Qual è il problema di fondo?

«Secondo me è la passione con cui si vivono la fede e si partecipa alla storia umana. Tale passione genera pensieri lunghi, ma anche confronti e dialoghi intensi. Se non c’è questo, ci sono solo delle istituzioni che funzionano, dei posti da occupare in consigli di amministrazione o a livello apicale. Per questo ci sono sempre cattolici pronti al “servizio”. Se non c’è questo, soprattutto c’è un cattolicesimo rannicchiato negli angoli della vita della città. È inutile esortare i cattolici a fare cultura, se non si suscita questa grande passione. Un testo scritto tanti anni fa dal grande studioso benedettino Jean Leclercq - che secondo me ha ispirato il famoso discorso sulla cultura pronunciato da Benedetto XVI al Collège des Bernardins - parla di “amore delle lettere e desiderio di Dio”. È un testo di grande importanza che riguarda la cultura medievale, e rivela la connessione profonda tra la ricerca di Dio e il fare cultura. Il tema della cultura si lega alla passione con cui le comunità cristiane e i singoli cristiani stanno vivendo la realtà e la ricerca di Dio».

Oggi però non siamo più nel Medioevo di Dante, fatto di un connubio tra teologia e lettere. Oggi domina il connubio tra tecnologia e social. Che porta distanza sociale. Quali luoghi sperimentare per un dialogo?

«Non diamo all’idea di cultura una dimensione organicistica. Questa esigenza di una riflessione culturale è una sfida del pensiero, della ricostruzione della storia. E nasce dal profondo della dinamica della vita e della comunità cristiana. Nasce dal confronto con un mondo complesso e caotico, in cui tutti, nel nostro piccolo, abbiamo l’esigenza di decifrare da dove veniamo e che sta accadendo attorno a noi. Paolo VI nella Popolorum progressio fa un’affermazione importante, che è molto attuale: “Il mondo soffre per mancanza di pensiero”. Qualche anno fa papa Francesco affermò: “Il mondo soffoca per mancanza di dialogo”. C’è bisogno di cultura, dibattito, ricerca, dialogo… Proprio di fronte alle frontiere sconfinate del mondo globale, delle nuove scienze e tecnologie. Paolo VI, in quel testo lanciava un’idea, che non fu raccolta, ma interessante: “Noi convochiamo gli uomini di riflessione e di pensiero, cattolici, cristiani, quelli che onorano Dio, che sono assetati di assoluto, di giustizia e di verità: tutti gli uomini di buona volontà”. Un sogno lontano.
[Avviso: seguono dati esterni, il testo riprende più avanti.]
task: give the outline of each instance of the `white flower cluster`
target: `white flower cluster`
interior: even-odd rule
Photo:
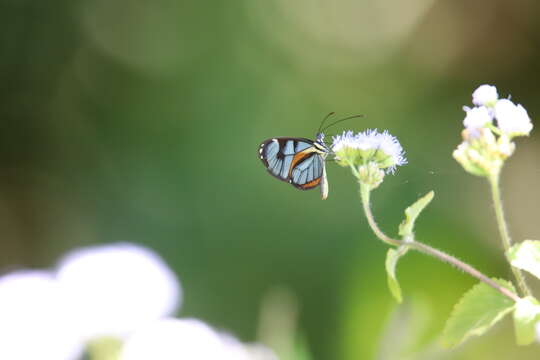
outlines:
[[[492,85],[481,85],[472,94],[474,108],[464,107],[466,112],[463,125],[471,132],[492,125],[497,121],[501,134],[510,138],[528,136],[533,125],[527,110],[509,99],[499,99],[497,88]]]
[[[393,174],[397,166],[405,165],[405,153],[398,139],[383,131],[366,130],[358,134],[344,131],[334,136],[332,151],[337,163],[350,167],[353,175],[367,189],[377,188],[385,172]]]
[[[394,173],[397,166],[405,165],[405,153],[395,136],[387,130],[379,133],[377,129],[358,134],[344,131],[333,137],[332,151],[343,165],[361,166],[376,162],[387,173]]]
[[[76,360],[102,338],[117,339],[119,360],[276,359],[199,320],[172,318],[180,303],[178,279],[153,251],[76,249],[53,270],[0,277],[0,359]]]
[[[528,136],[533,125],[523,106],[499,99],[495,86],[478,87],[472,94],[472,102],[475,107],[463,107],[466,112],[463,142],[453,156],[468,172],[493,176],[514,152],[512,138]]]

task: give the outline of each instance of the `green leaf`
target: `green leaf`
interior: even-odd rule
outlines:
[[[412,235],[416,218],[431,202],[433,195],[433,191],[430,191],[420,199],[416,200],[414,204],[405,209],[405,219],[399,225],[399,235],[402,237]]]
[[[509,281],[493,279],[515,293]],[[515,303],[492,287],[479,283],[454,306],[443,331],[443,343],[455,346],[470,336],[480,336],[514,309]]]
[[[399,258],[407,252],[407,248],[400,246],[396,249],[388,249],[386,253],[386,277],[388,281],[388,288],[398,303],[401,304],[403,298],[401,297],[401,288],[396,278],[396,265]]]
[[[540,278],[540,241],[525,240],[512,246],[506,256],[512,266]]]
[[[540,303],[532,296],[520,299],[514,310],[514,327],[518,345],[529,345],[535,338],[535,325],[540,321]]]

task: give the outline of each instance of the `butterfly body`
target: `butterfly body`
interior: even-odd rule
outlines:
[[[288,182],[300,190],[321,188],[323,199],[328,197],[325,159],[331,153],[324,143],[324,134],[315,140],[278,137],[263,141],[259,158],[270,175]]]

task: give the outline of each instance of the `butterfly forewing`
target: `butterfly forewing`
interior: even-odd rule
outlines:
[[[289,181],[296,154],[312,148],[313,141],[302,138],[273,138],[259,147],[259,157],[268,172],[282,181]]]
[[[272,138],[259,147],[259,157],[272,176],[301,190],[313,189],[322,181],[323,199],[328,194],[326,155],[312,140],[304,138]]]

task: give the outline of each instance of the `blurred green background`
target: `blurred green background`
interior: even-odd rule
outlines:
[[[417,238],[510,278],[488,187],[451,153],[480,84],[540,113],[540,3],[520,1],[0,1],[0,265],[45,267],[77,246],[130,241],[180,277],[180,316],[257,338],[286,288],[313,359],[538,359],[505,319],[453,352],[437,336],[467,275],[419,254],[386,288],[387,247],[353,177],[330,196],[268,176],[261,141],[388,129],[409,165],[373,194],[383,229],[434,190]],[[516,240],[540,237],[540,141],[503,174]],[[540,290],[540,289],[539,289]],[[408,339],[410,337],[410,339]],[[410,341],[409,341],[410,340]]]

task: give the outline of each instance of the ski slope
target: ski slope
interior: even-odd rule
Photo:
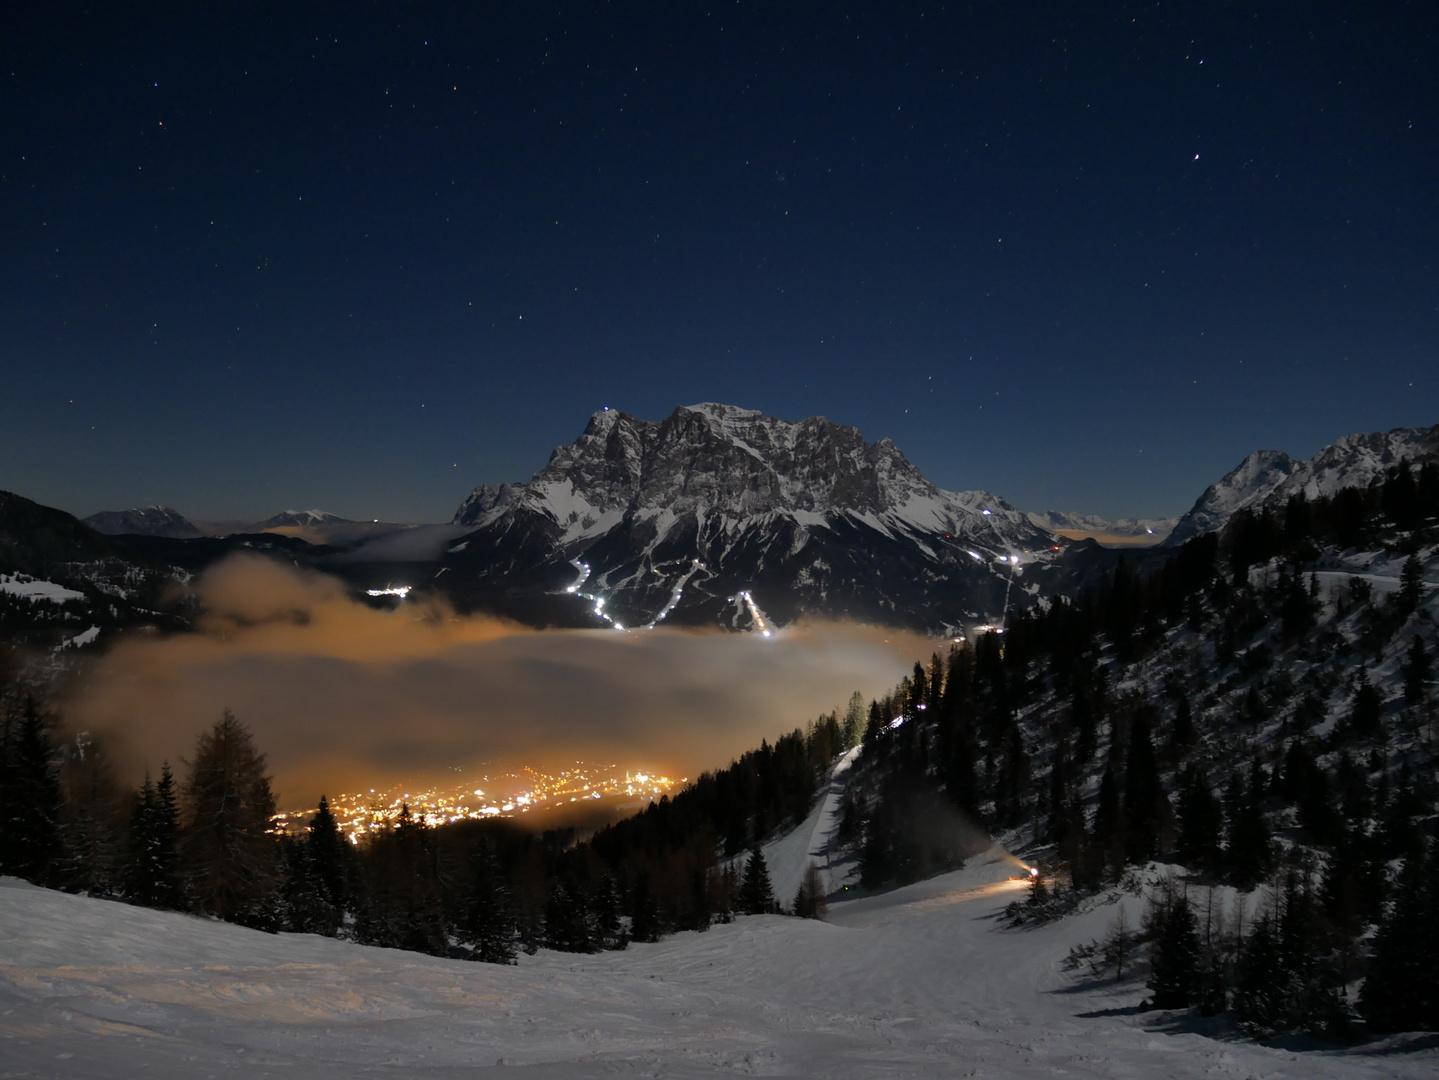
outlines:
[[[1112,909],[1000,927],[1013,867],[518,967],[271,936],[0,879],[0,1076],[1096,1080],[1439,1076],[1439,1050],[1288,1050],[1166,1030],[1059,961]],[[1139,901],[1130,898],[1137,916]],[[1432,1040],[1430,1040],[1432,1046]]]
[[[835,849],[835,834],[839,831],[840,818],[844,815],[844,789],[849,780],[849,770],[864,749],[856,746],[845,751],[834,763],[825,779],[825,786],[815,799],[814,809],[797,826],[783,836],[776,837],[764,845],[764,864],[769,870],[770,885],[775,899],[785,907],[794,902],[805,871],[813,862],[819,868],[820,878],[827,892],[836,891],[841,885],[858,880],[856,867],[851,860],[834,865],[832,855]],[[741,872],[746,856],[736,862]]]

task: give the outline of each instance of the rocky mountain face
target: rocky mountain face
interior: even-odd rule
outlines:
[[[1345,435],[1308,461],[1295,461],[1282,450],[1256,450],[1179,519],[1165,547],[1223,529],[1240,510],[1278,506],[1291,495],[1310,499],[1333,495],[1341,488],[1362,487],[1401,461],[1439,458],[1439,424]]]
[[[205,533],[180,511],[168,506],[136,507],[130,510],[101,510],[81,519],[106,536],[166,536],[184,540]]]
[[[476,488],[434,578],[462,610],[557,625],[927,629],[999,617],[1056,540],[1003,499],[946,492],[888,439],[728,405],[591,418],[528,484]]]

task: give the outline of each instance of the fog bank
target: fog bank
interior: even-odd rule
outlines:
[[[532,631],[438,605],[378,611],[338,581],[239,557],[198,583],[198,634],[135,639],[62,703],[131,778],[232,709],[281,805],[576,759],[694,777],[890,689],[935,647],[839,623],[775,638],[658,628]],[[762,598],[761,598],[762,600]]]

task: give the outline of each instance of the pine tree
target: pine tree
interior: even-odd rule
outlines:
[[[1203,769],[1191,766],[1180,781],[1179,861],[1202,873],[1218,873],[1223,830],[1224,808],[1209,786],[1209,777]]]
[[[53,869],[55,883],[69,892],[113,895],[121,887],[124,864],[124,813],[108,758],[88,733],[65,748],[60,769],[64,807],[61,847]]]
[[[700,875],[700,882],[704,877]],[[700,889],[699,891],[703,891]],[[697,906],[703,907],[706,904],[705,897],[698,898]],[[696,920],[698,921],[698,920]],[[603,875],[599,883],[594,887],[590,896],[590,923],[594,928],[594,943],[599,949],[618,950],[629,944],[629,935],[625,932],[620,922],[620,898],[619,890],[615,886],[615,879],[609,875]],[[704,927],[709,926],[709,912],[704,911]]]
[[[1037,867],[1032,867],[1029,874],[1029,903],[1039,907],[1049,900],[1049,885],[1044,880],[1044,875],[1035,873]]]
[[[1314,601],[1298,574],[1289,578],[1284,602],[1279,606],[1279,618],[1279,633],[1285,641],[1293,641],[1314,625]]]
[[[488,964],[513,964],[517,952],[515,907],[500,873],[495,851],[480,843],[470,857],[470,893],[460,918],[460,941],[470,959]]]
[[[355,936],[366,945],[444,956],[449,951],[444,896],[429,828],[408,805],[364,853],[365,893]]]
[[[135,803],[130,810],[130,849],[125,863],[125,898],[132,904],[141,904],[145,907],[153,907],[148,902],[146,893],[149,891],[149,874],[146,858],[149,845],[149,838],[146,833],[149,831],[150,821],[155,814],[155,783],[150,779],[150,774],[145,774],[145,782],[140,785],[140,790],[135,794]]]
[[[1001,825],[1017,825],[1024,817],[1030,783],[1029,751],[1024,733],[1013,722],[1006,725],[1003,756],[994,785],[994,816]]]
[[[1124,768],[1124,851],[1131,862],[1159,854],[1160,833],[1173,817],[1159,780],[1159,763],[1149,734],[1148,710],[1134,715]]]
[[[900,872],[900,856],[896,835],[901,828],[891,800],[881,792],[874,809],[865,819],[864,845],[859,853],[859,882],[866,889],[875,889],[892,881]],[[745,893],[740,890],[739,910],[746,911]]]
[[[124,891],[132,904],[170,909],[184,906],[179,838],[175,777],[166,761],[160,765],[158,781],[145,777],[130,815]]]
[[[310,845],[294,837],[283,838],[279,862],[277,910],[281,925],[296,934],[334,937],[340,929],[341,913],[330,901]]]
[[[1384,800],[1383,820],[1377,836],[1381,854],[1386,859],[1395,859],[1407,857],[1417,849],[1423,842],[1418,819],[1428,813],[1430,805],[1420,797],[1409,759],[1401,758],[1398,775],[1394,777],[1389,797]]]
[[[1266,913],[1254,924],[1240,952],[1234,995],[1234,1010],[1251,1034],[1264,1037],[1284,1030],[1287,980],[1281,961],[1278,931]]]
[[[349,841],[335,821],[330,809],[330,800],[320,796],[319,809],[310,821],[306,831],[306,847],[310,861],[325,890],[325,898],[343,914],[350,907],[350,878],[353,872],[354,854]]]
[[[649,872],[641,868],[630,887],[630,937],[635,941],[654,942],[663,931],[659,901],[650,888]]]
[[[53,718],[34,698],[26,698],[19,713],[17,721],[6,711],[0,743],[0,873],[43,884],[62,855]]]
[[[1416,847],[1404,860],[1359,1011],[1379,1031],[1439,1031],[1439,851]]]
[[[1104,767],[1099,779],[1099,802],[1094,812],[1094,837],[1100,843],[1108,844],[1120,836],[1123,829],[1120,816],[1119,781],[1114,777],[1114,755]]]
[[[1224,862],[1230,881],[1246,891],[1268,876],[1274,857],[1269,823],[1259,805],[1262,794],[1246,788],[1241,774],[1230,778],[1224,806]]]
[[[1063,739],[1054,747],[1054,760],[1049,766],[1049,820],[1044,834],[1058,843],[1064,835],[1072,798],[1069,747]]]
[[[545,946],[560,952],[598,952],[583,891],[555,878],[545,901]]]
[[[858,690],[850,695],[849,705],[844,710],[842,732],[846,750],[858,746],[864,735],[864,695]]]
[[[745,863],[744,882],[740,885],[739,908],[746,915],[766,915],[778,910],[774,900],[774,886],[770,884],[769,869],[764,863],[764,853],[756,844]]]
[[[1285,999],[1290,1030],[1341,1033],[1346,1024],[1342,980],[1315,896],[1312,865],[1285,875],[1279,922],[1280,963],[1288,975]]]
[[[1240,960],[1235,1009],[1251,1035],[1336,1034],[1344,1024],[1339,971],[1322,933],[1311,872],[1301,866],[1275,889]]]
[[[1295,741],[1284,756],[1280,788],[1299,812],[1299,824],[1310,839],[1327,844],[1339,827],[1337,800],[1329,774],[1320,768],[1304,743]]]
[[[1194,711],[1189,705],[1189,695],[1180,691],[1174,703],[1174,727],[1170,732],[1171,753],[1181,758],[1198,741],[1194,730]]]
[[[1171,885],[1152,900],[1149,989],[1156,1009],[1185,1009],[1199,996],[1199,927],[1189,897]]]
[[[1424,564],[1418,555],[1410,555],[1399,571],[1399,591],[1394,594],[1394,603],[1401,615],[1412,615],[1423,595]]]
[[[1409,655],[1402,668],[1404,675],[1404,707],[1422,710],[1429,700],[1429,680],[1434,676],[1434,661],[1424,647],[1424,639],[1414,635]]]
[[[1382,738],[1383,719],[1380,715],[1379,691],[1369,681],[1369,673],[1360,671],[1354,682],[1354,698],[1349,707],[1349,728],[1361,739]]]
[[[181,853],[195,909],[271,927],[278,883],[276,845],[269,835],[275,798],[265,755],[228,709],[196,743],[185,801]]]

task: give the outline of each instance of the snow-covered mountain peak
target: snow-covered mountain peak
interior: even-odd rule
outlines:
[[[919,603],[954,612],[936,625],[957,622],[953,596],[978,611],[978,593],[986,609],[993,593],[1003,607],[1012,556],[1053,546],[1004,500],[935,487],[889,439],[717,402],[663,420],[601,410],[529,483],[476,488],[455,521],[475,530],[443,579],[462,602],[508,595],[531,572],[553,594],[573,563],[645,618],[679,602],[670,571],[655,570],[666,566],[703,567],[715,605],[763,581],[797,610],[869,614],[918,588]],[[687,596],[703,587],[690,580]]]
[[[174,507],[159,503],[129,510],[102,510],[84,519],[85,524],[108,536],[133,534],[187,538],[201,535],[200,530]]]
[[[1282,450],[1256,450],[1205,489],[1164,546],[1216,532],[1240,510],[1277,505],[1301,493],[1310,499],[1330,496],[1343,488],[1370,484],[1401,461],[1436,457],[1439,424],[1345,435],[1308,461],[1295,461]]]
[[[342,518],[328,510],[283,510],[274,517],[260,522],[259,529],[281,529],[308,525],[353,525],[349,518]]]
[[[596,518],[646,508],[883,514],[916,500],[954,501],[889,439],[869,443],[822,416],[781,420],[714,402],[680,406],[659,421],[597,412],[578,439],[555,449],[523,495],[512,490],[476,488],[456,520],[477,524],[514,498],[560,522],[585,511]]]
Oggi però di fronte a questo mondo dell’io, fragile e fluido, in cui oggi sono una cosa, domani un’altra, come di fronte agli sconfinati orizzonti del mondo, c’è necessità di “una fede pensata”, non un sistema chiuso, ma una bussola di speranza che non tema la mobilità del nostro tempo. È un’espressione densa del mio vecchio amico Pietro Rossano, vescovo, uomo di dialogo con le religioni e grande intellettuale, che proprio parlava di una “fede pensata”. C’è bisogno di pensare la fede e, me lo lasci dire da storico, c’è bisogno di cultura storica. Perché se è vero che non è un dogma che la storia sia magistra vitae, è altrettanto vero che oggi spesso ci aggiriamo nella storia come gattini ciechi, senza sapere cosa sia successo prima, ma anche a quello che sta per succedere. Pensiamo alla guerra e alla riabilitazione della cultura del conflitto. Sta morendo la generazione che ha vissuto la Seconda guerra mondiale, i testimoni della Shoah, ed eccoci davanti a un mondo che sta smarrendo la cultura della pace».

In questo dibattito il latinista Ivano Dionigi ha evocato una latitanza, se non proprio un tradimento alla Julien Benda, degli intellettuali, che vengono meno al loro ruolo di testimoni piuttosto che di notai dell’esistente. Cosa devono riscoprire gli intellettuali, in particolare cattolici?

«Dionigi ha ragione. Secondo me il vero problema è il basso livello di passione delle comunità cristiane. Io ho detto “la Chiesa brucia”, ma forse il problema di oggi è il freddo delle nostre chiese. Perché ogni operazione culturale nasce da una grande passione e diciamo anche dalla grande passione scatenata dalla fede. La cultura è capire, è provare a cambiare, è sapere da dove si viene. E allora il vero problema è risvegliare fede e passione, dalle quali nasce la ricerca».